Laporan Human Rights Watch yang diterbitkan tahun ini menunjukkan geng-geng kriminal dan afiliasi dari kelompok-kelompok bersenjata telah mengancam para pengungsi di kamp-kamp Cox's Bazar, Bangladesh, selama beberapa waktu belakangan.


Seorang pengungsi Rohingya berusia 19 tahun yang baru-baru ini tiba di Aceh bersama keluarganya mengatakan kepada AFP bahwa para penjahat di Cox's Bazar mengancam dia dan keluarganya setiap hari. Dia bahkan rela membayar lebih dari $1.800 (sekitar Rp27,8 juta) untuk melakukan perjalanan menggunakan kapal tua menuju Indonesia," demikian laporan Deutsche Welle (DW).


Polisi Bangladesh juga melaporkan bahwa setidaknya 60 orang Rohingya dibunuh di kamp Cox's Bazar tahun ini.

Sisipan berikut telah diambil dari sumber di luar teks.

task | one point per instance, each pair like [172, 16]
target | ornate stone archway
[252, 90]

Selain itu, Nay San Lwin, salah satu pendiri jaringan aktivis Free Rohingya Coalition,  mengatakan kepada DW bahwa Program Pangan Dunia (WFP) telah memotong distribusi makanan kepada pengungsi awal tahun ini.


Oleh karena itu, sebagian besar pengungsi Rohingya kini harus bertahan hidup dengan $8 per bulan, atau sekitar Rp124,000.
Banyak orang di kamp pengungsi bergantung pada jatah makanan dari WFP, dan sulit mendapatkan makanan yang cukup  untuk jatah satu bulan sebesar $8 (sekitar 124.
000 rupee) per orang.
Hal itu tidak mungkin dilakukan saat ini," kata Lewin.